Experimental and numerical study on progressive collapse resistance of novel fully assembled concrete beam-column connections

Abstract

In this paper, two novel fully assembled concrete beam-column connections are proposed, in which prefabricated beams are connected to the steel sleeves of restrained columns using bolted flanges (PC1) or bolt-cover plates (PC2). Pseudo-static tests were performed to evaluate the progressive collapse resistance of these dry connections. Additionally, the experiment results revealed that PC1 experienced out-of-plane instability failure after reaching the peak load, with its bearing capacity predominantly sustained by the flexural-compressive arch action (F-CAA). In contrast, PC2 underwent the F-CAA, transition, and catenary action (CA) stages, ultimately failing due to tensile fracture of the steel connector.
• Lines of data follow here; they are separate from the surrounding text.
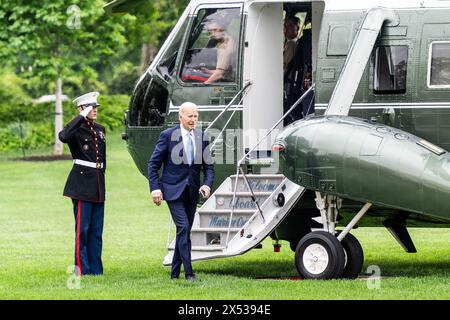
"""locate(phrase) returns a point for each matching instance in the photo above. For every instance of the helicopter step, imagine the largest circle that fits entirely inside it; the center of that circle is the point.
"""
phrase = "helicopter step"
(221, 229)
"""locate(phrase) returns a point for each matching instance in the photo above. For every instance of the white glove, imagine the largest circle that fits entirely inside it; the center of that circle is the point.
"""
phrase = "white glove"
(86, 111)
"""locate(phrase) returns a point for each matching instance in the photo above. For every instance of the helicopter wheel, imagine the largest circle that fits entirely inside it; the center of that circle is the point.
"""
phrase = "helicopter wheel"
(320, 255)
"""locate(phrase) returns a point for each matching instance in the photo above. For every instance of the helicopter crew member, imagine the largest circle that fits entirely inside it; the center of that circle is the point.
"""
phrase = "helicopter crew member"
(86, 183)
(183, 151)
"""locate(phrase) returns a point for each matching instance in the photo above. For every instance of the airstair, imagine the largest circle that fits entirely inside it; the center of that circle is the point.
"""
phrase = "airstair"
(244, 210)
(221, 229)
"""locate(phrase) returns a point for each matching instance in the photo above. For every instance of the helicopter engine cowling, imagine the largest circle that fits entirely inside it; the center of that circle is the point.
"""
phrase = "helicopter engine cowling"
(367, 162)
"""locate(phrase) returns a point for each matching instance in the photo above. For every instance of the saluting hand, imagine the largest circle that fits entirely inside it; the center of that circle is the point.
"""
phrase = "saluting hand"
(157, 197)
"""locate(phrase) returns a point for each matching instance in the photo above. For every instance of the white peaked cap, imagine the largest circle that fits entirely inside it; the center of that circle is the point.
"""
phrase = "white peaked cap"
(87, 99)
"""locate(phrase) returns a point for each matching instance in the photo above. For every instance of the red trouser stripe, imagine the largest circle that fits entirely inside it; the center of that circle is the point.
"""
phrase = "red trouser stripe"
(77, 244)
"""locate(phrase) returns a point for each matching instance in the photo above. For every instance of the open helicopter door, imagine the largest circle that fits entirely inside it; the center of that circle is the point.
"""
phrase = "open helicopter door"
(263, 66)
(263, 59)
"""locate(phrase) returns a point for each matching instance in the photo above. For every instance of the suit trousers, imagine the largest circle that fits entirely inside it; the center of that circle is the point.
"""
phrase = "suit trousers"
(183, 212)
(88, 236)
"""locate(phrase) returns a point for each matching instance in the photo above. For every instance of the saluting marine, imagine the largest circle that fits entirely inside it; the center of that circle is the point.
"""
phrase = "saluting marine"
(86, 183)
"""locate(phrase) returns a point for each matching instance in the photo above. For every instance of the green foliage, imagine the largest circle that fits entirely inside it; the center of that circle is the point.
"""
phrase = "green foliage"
(26, 135)
(123, 79)
(111, 111)
(38, 246)
(36, 128)
(13, 97)
(58, 39)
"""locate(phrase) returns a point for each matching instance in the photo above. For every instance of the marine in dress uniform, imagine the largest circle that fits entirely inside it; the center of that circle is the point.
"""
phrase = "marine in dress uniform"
(86, 183)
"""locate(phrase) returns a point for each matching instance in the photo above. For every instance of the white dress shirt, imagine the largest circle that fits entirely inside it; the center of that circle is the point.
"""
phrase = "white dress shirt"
(185, 136)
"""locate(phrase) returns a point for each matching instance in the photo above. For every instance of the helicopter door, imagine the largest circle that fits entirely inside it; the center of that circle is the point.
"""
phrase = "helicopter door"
(263, 59)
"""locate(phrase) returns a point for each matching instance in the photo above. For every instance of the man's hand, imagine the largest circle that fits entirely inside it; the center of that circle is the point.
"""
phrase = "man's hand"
(205, 191)
(157, 197)
(86, 111)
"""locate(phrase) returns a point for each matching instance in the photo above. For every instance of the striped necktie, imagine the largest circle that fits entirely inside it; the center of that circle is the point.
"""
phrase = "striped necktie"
(190, 149)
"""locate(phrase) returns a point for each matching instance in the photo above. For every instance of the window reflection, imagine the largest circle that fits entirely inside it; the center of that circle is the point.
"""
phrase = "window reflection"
(440, 64)
(212, 51)
(390, 69)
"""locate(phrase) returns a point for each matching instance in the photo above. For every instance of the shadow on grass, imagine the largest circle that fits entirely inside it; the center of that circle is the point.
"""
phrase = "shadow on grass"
(259, 269)
(250, 268)
(411, 269)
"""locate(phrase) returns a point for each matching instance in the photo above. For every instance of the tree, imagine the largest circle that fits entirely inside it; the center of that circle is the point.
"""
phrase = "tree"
(55, 41)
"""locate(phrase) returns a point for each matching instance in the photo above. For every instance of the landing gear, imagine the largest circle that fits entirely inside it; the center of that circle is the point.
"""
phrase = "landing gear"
(319, 255)
(328, 254)
(354, 257)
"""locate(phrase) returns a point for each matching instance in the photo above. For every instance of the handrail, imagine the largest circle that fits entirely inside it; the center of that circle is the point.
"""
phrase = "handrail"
(277, 123)
(246, 85)
(248, 153)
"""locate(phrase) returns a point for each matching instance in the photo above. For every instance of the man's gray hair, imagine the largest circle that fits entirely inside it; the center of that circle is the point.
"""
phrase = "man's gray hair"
(186, 105)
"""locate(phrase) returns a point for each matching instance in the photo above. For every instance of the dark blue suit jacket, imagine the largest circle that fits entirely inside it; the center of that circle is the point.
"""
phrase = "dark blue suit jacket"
(177, 173)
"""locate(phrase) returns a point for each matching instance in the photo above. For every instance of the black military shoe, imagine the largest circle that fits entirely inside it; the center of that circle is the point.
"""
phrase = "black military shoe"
(191, 277)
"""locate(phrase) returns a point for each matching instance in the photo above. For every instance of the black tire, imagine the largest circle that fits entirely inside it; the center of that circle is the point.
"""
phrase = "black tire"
(354, 257)
(319, 255)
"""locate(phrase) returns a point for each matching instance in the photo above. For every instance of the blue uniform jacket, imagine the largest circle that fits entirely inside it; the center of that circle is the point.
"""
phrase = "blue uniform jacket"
(177, 173)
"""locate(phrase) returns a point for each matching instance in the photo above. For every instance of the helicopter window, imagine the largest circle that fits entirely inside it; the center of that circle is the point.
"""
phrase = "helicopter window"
(439, 66)
(212, 48)
(390, 69)
(167, 64)
(148, 105)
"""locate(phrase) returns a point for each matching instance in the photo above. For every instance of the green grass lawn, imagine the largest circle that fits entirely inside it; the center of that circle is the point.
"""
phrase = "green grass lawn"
(37, 244)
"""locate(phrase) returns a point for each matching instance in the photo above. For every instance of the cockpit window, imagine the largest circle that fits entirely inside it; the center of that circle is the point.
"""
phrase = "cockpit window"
(439, 65)
(212, 50)
(167, 62)
(390, 70)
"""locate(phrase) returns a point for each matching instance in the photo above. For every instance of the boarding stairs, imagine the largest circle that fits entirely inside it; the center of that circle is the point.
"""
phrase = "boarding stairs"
(244, 210)
(221, 229)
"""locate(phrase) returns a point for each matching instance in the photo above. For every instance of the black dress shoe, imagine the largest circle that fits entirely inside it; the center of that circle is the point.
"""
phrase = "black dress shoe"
(191, 277)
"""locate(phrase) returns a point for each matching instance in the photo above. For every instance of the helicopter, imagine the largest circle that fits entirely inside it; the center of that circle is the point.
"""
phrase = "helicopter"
(356, 136)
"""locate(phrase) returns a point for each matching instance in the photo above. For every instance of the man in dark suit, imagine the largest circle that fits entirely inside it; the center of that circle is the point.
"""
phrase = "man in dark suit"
(184, 152)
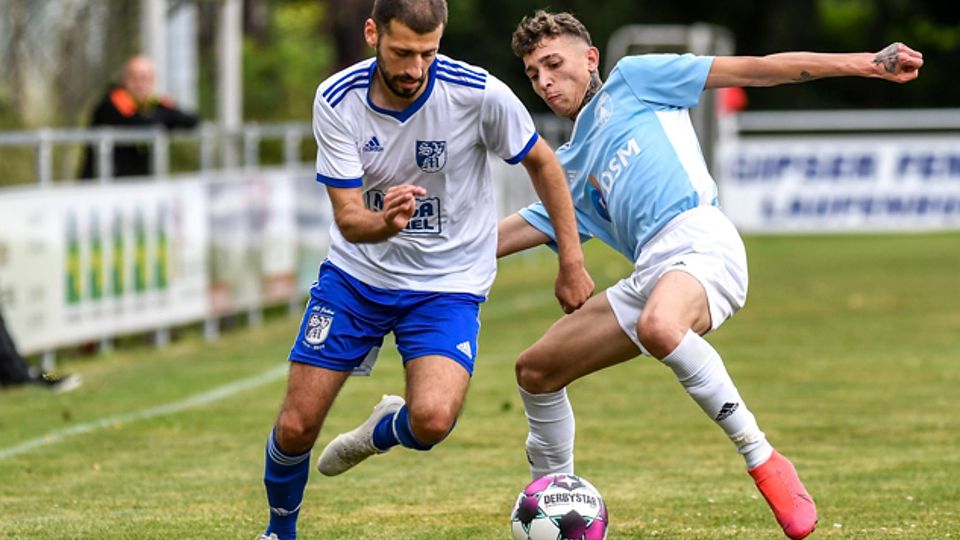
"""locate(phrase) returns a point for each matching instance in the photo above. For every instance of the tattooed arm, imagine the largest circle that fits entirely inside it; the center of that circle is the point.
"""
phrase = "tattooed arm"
(896, 62)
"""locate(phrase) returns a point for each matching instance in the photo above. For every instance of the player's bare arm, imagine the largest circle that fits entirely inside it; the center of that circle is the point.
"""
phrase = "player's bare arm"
(896, 62)
(574, 285)
(515, 234)
(359, 225)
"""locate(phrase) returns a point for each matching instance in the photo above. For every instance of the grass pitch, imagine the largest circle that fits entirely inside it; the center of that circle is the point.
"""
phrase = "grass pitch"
(848, 353)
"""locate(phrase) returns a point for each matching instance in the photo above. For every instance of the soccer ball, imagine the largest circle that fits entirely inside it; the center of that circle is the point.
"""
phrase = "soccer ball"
(559, 507)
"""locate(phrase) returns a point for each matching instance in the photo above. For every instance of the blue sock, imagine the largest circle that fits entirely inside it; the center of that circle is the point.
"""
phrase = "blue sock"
(395, 429)
(285, 477)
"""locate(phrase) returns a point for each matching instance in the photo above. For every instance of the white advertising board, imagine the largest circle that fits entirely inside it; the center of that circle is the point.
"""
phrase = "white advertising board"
(842, 183)
(84, 262)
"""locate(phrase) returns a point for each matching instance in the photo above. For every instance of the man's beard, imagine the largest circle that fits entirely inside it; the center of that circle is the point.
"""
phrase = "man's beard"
(392, 80)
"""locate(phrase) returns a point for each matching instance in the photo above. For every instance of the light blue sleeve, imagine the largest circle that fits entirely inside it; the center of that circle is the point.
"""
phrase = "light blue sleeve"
(675, 80)
(536, 215)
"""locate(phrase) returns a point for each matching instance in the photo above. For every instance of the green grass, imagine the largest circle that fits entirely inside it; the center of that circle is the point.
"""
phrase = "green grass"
(848, 352)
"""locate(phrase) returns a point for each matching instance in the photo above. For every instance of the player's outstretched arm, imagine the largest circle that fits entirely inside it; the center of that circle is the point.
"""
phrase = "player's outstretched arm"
(359, 225)
(896, 62)
(574, 285)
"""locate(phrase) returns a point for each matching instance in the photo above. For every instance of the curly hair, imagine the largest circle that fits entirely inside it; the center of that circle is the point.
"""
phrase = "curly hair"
(543, 24)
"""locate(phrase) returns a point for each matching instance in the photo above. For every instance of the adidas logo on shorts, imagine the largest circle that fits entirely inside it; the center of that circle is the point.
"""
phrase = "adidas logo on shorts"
(373, 145)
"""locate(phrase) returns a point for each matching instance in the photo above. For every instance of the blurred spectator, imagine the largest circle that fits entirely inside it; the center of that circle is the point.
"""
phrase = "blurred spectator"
(132, 103)
(14, 370)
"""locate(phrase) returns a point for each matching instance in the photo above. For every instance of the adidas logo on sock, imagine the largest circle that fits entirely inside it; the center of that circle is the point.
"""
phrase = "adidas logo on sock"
(728, 408)
(373, 145)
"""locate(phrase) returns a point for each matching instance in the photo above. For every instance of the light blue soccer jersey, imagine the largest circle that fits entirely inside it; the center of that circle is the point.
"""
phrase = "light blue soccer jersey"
(633, 162)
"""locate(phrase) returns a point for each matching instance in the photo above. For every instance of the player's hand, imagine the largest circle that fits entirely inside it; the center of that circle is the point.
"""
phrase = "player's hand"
(574, 287)
(898, 63)
(399, 205)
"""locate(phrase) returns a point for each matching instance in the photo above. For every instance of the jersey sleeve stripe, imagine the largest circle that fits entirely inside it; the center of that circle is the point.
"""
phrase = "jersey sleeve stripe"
(455, 66)
(339, 182)
(526, 150)
(462, 82)
(346, 79)
(340, 97)
(455, 70)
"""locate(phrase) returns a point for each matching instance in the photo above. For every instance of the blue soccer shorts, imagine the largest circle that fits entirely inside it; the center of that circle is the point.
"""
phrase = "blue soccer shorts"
(346, 318)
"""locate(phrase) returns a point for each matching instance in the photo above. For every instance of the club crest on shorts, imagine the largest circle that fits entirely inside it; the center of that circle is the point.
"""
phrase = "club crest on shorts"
(431, 155)
(318, 327)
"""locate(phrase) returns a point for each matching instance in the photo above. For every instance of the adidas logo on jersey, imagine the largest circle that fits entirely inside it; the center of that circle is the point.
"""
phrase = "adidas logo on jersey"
(373, 145)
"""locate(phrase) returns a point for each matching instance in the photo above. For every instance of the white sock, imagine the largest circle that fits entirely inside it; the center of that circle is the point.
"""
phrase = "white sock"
(700, 370)
(552, 428)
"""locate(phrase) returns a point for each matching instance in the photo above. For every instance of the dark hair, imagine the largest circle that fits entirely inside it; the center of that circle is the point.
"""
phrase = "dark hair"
(532, 30)
(421, 16)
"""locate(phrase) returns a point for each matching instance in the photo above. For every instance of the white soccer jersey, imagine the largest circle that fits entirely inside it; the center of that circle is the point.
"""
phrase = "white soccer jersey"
(439, 142)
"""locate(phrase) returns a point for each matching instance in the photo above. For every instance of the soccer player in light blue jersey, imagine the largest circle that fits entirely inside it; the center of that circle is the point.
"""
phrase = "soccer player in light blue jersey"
(402, 148)
(640, 184)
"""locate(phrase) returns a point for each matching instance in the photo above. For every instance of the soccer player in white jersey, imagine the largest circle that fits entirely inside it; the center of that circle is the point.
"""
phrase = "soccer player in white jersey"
(639, 184)
(402, 150)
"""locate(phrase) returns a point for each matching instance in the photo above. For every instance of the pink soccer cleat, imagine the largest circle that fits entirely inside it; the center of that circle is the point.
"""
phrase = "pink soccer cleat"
(793, 507)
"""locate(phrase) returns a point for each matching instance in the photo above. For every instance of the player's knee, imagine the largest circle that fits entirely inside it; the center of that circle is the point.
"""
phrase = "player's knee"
(295, 433)
(432, 423)
(531, 377)
(658, 334)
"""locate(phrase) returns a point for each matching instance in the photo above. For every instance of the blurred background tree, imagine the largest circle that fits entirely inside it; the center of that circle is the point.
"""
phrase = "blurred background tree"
(57, 56)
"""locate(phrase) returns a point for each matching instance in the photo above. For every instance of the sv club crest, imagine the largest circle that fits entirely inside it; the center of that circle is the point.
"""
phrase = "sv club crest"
(431, 155)
(318, 327)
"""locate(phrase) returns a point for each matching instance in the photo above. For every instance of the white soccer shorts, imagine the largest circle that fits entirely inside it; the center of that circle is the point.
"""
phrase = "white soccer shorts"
(701, 242)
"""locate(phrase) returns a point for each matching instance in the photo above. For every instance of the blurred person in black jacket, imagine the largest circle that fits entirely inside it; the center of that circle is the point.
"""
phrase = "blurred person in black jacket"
(133, 103)
(15, 371)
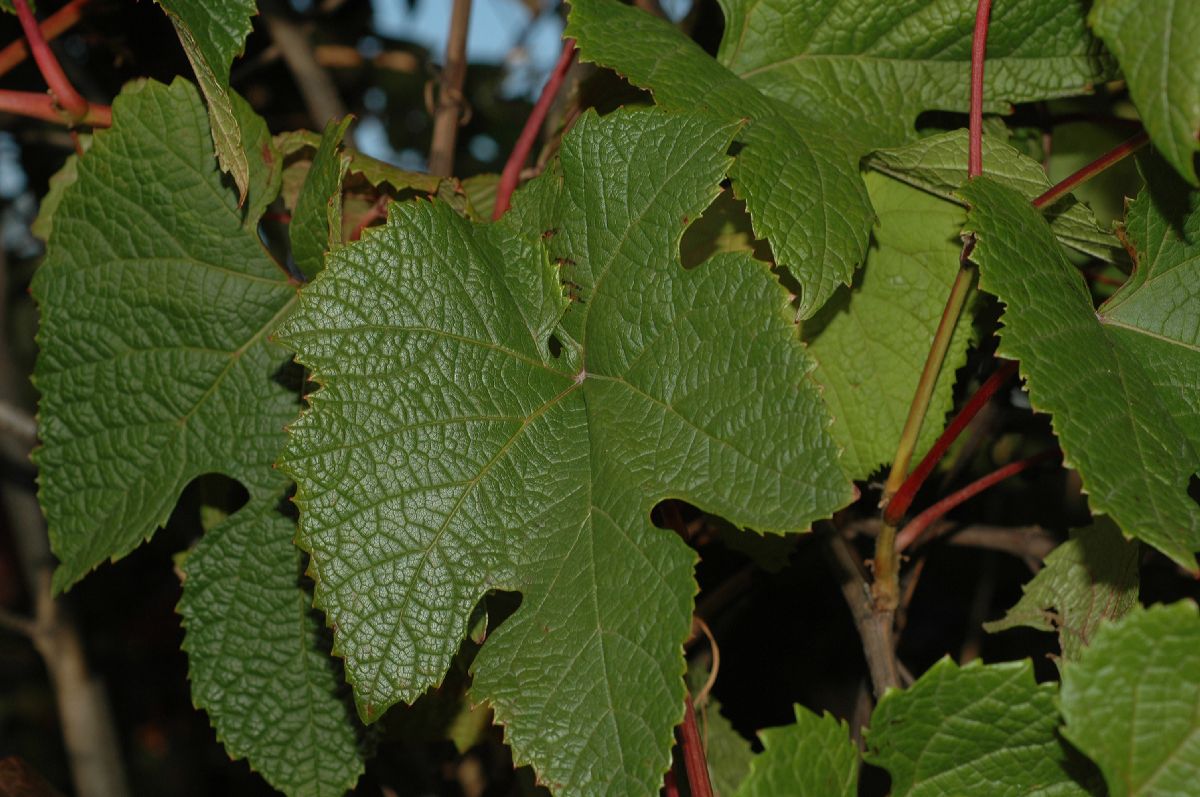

The maximum chord rotation of PC1 and PC2 at the end of the test were 0.05 rad and 0.204 rad, respectively. Subsequently, finite element (FE) models were developed using ABAQUS, which agreed well with the test results. The mechanical behaviour of PC1 following the F-CAA stage was investigated through numerical simulation. It was found that PC1 exhibited a direct transition from the F-CAA stage to the CA stage, ultimately failing due to tensile fracture of the bolts, with a maximum chord rotation of 0.25 rad. Both the experimental and numerical results confirmed that PC1 and PC2 exhibit excellent deformation capacity. Finally, parametric analyses were conducted to investigate the effects of concrete strength, bolt diameter, web bolt distribution, and flange end widening modes on PC1 and PC2. The findings provide valuable insights and design guidance for optimising the connections and dynamic tests.